Costello and Dickhoff was an expropriation case, dealing with whether the City of Calgary's failure to comply strictly with the statutory service requirements regarding notice of meeting prior to the promulgation of an expropriation by-law rendered that by-law void or merely voidable. The statute in question in this case was the Alberta Expropriation Procedure Act, which set out provisions governing expropriation by municipalities in Alberta. The Supreme Court of Canada, in arriving at the conclusion that the expropriation by-law was void, held at p. 22 of the reported decision:

"Where it is provided that a power is to be exercised in a certain manner or after a prescribed condition has been complied with, it becomes necessary to determine whether any of these limitations on the grant of authority may be disregarded without entailing a nullification of an act done otherwise than in the prescribed manner. If, in order to carry out the essential purpose of the legislature, strict compliance with the statutory provisions appears to be a condition precedent to the exercise of the power, non-observance thereof is fatal to the validity of the by-law." (Emphasis added.)

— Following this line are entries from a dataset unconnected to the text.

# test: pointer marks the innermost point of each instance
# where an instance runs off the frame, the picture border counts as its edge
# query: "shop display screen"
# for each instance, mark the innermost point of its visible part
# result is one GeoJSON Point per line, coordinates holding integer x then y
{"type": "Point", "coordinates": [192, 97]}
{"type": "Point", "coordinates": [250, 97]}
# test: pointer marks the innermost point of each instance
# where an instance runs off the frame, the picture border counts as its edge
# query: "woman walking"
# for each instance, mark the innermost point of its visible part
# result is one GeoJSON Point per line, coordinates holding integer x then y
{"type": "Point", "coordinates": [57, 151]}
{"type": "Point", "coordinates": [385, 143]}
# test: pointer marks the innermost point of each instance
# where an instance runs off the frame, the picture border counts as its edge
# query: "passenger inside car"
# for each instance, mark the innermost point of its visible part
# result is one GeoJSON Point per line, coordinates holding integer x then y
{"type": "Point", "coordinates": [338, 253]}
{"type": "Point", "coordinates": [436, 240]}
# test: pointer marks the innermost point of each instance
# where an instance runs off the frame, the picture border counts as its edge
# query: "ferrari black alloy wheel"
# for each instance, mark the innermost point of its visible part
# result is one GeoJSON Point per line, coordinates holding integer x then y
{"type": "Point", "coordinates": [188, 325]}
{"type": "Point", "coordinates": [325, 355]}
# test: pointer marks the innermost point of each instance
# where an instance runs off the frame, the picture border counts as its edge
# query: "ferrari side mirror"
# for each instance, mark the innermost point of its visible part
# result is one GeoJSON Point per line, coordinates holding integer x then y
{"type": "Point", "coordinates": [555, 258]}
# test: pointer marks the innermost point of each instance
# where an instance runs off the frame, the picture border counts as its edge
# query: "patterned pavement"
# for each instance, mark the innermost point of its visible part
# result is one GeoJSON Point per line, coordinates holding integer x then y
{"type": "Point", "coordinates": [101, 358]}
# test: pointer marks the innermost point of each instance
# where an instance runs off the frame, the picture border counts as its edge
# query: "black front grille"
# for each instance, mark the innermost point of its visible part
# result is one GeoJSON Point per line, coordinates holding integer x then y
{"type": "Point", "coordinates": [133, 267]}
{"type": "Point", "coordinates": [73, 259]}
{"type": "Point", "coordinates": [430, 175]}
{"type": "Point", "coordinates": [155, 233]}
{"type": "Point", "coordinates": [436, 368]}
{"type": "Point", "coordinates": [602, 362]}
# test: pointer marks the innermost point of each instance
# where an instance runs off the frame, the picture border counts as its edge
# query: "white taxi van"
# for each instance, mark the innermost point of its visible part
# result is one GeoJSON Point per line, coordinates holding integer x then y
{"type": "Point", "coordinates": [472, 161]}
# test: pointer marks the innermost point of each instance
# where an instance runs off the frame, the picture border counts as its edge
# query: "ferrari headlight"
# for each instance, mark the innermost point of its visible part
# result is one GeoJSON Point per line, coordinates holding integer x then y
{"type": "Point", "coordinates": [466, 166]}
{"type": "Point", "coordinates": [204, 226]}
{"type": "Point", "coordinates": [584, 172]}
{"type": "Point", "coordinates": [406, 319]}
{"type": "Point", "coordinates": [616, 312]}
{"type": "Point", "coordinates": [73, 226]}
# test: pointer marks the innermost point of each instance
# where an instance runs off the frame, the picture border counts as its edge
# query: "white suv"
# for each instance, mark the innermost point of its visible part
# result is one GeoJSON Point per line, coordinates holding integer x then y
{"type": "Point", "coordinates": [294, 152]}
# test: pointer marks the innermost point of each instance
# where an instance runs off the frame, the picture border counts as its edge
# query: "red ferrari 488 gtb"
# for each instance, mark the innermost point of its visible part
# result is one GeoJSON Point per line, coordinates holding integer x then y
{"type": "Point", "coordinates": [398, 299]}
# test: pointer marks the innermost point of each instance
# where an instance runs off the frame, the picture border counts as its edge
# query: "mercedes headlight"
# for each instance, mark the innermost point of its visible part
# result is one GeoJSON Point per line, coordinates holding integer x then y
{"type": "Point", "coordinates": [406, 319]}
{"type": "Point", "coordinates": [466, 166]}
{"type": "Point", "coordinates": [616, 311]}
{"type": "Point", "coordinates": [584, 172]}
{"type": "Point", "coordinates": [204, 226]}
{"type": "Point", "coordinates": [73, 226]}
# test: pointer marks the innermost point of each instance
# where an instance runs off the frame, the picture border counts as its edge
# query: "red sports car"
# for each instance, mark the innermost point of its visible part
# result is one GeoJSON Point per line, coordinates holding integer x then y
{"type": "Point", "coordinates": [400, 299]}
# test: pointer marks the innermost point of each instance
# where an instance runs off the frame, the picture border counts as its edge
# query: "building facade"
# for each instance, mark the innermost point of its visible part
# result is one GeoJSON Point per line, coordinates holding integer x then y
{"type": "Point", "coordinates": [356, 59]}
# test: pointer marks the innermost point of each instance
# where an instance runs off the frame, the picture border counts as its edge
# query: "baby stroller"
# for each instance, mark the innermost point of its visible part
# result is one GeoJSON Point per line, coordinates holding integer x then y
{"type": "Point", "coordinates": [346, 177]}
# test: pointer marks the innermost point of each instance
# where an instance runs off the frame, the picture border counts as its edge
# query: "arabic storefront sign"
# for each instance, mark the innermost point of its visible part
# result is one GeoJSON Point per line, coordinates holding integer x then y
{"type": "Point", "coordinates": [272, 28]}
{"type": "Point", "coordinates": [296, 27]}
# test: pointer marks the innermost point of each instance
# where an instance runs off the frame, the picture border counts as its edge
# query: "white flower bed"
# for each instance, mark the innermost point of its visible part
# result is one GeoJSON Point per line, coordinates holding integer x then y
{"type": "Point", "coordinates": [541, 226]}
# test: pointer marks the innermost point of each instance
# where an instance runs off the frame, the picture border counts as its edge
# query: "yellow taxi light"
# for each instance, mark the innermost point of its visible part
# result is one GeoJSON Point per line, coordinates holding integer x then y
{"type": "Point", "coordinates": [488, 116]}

Unlike the present matter, both Hornby Island and Costello and Dickhoff deal with non-compliance with provisions in the statute that granted the original power to pass a by-law. In the Costello and Dickhoff case it was a by-law regarding an expropriation. The Act with which I am concerned does not contain any provisions granting expropriating powers. As Goldie, J.A. pointed out in Seaside Acres Ltd. v. Pacific Coast Energy Corp. (1994), 52 L.C.R. 106 at p. 113, with reference to the Act:

"The Act regulates expropriations. It does not confer a power of expropriation. This is apparent from the definition of expropriating authority in s. 1 and from ss. 4 (2) and 13 (2) which exclude challenges under the Act to the right to expropriate and to the necessity to expropriate respectively." (Emphasis added.)

There are, therefore, to my knowledge, no decisions of the board or of any higher authority reviewing the board's decisions, in which failure to comply with any provision of the Act has been held to invalidate an expropriation.

I do not view s. 50 as providing a complete answer to every challenge to the validity of an expropriation once vesting has taken place. As occurred in McKinnon and Costello and Dickhoff, there are situations in which the expropriating by-law itself may be so flawed as to be void, or in which the provisions of the statute granting the authority to expropriate in the first place may not have been complied with, thereby preventing a compensation board from having the requisite jurisdiction to determine compensation. (I should point out here that it is not necessary for me, in the context of this application, to decide the issue of the board's authority to make a determination that an expropriating authority has not properly exercised its statutory authority in the act of expropriation.)

In the case at hand, this type of invalidity is not alleged. The only failures of the expropriating authority that are alleged relate to s. 19 of the Act itself. This brings the case, in my view, in line with the White decision, and the application of ss. 50 (1). I agree with the reasoning and the conclusion of the board in White, and I find them to be applicable to this case. I therefore find that ss. 50 (1) does apply to this situation, and that for that reason it is not available to the Cejkas to challenge the validity of the expropriation through paragraph 1 (b) of their amended claim for compensation, as they have attempted to do. I therefore determine paragraph 1 (b) by finding that the board does have the jurisdiction to hear this compensation claim.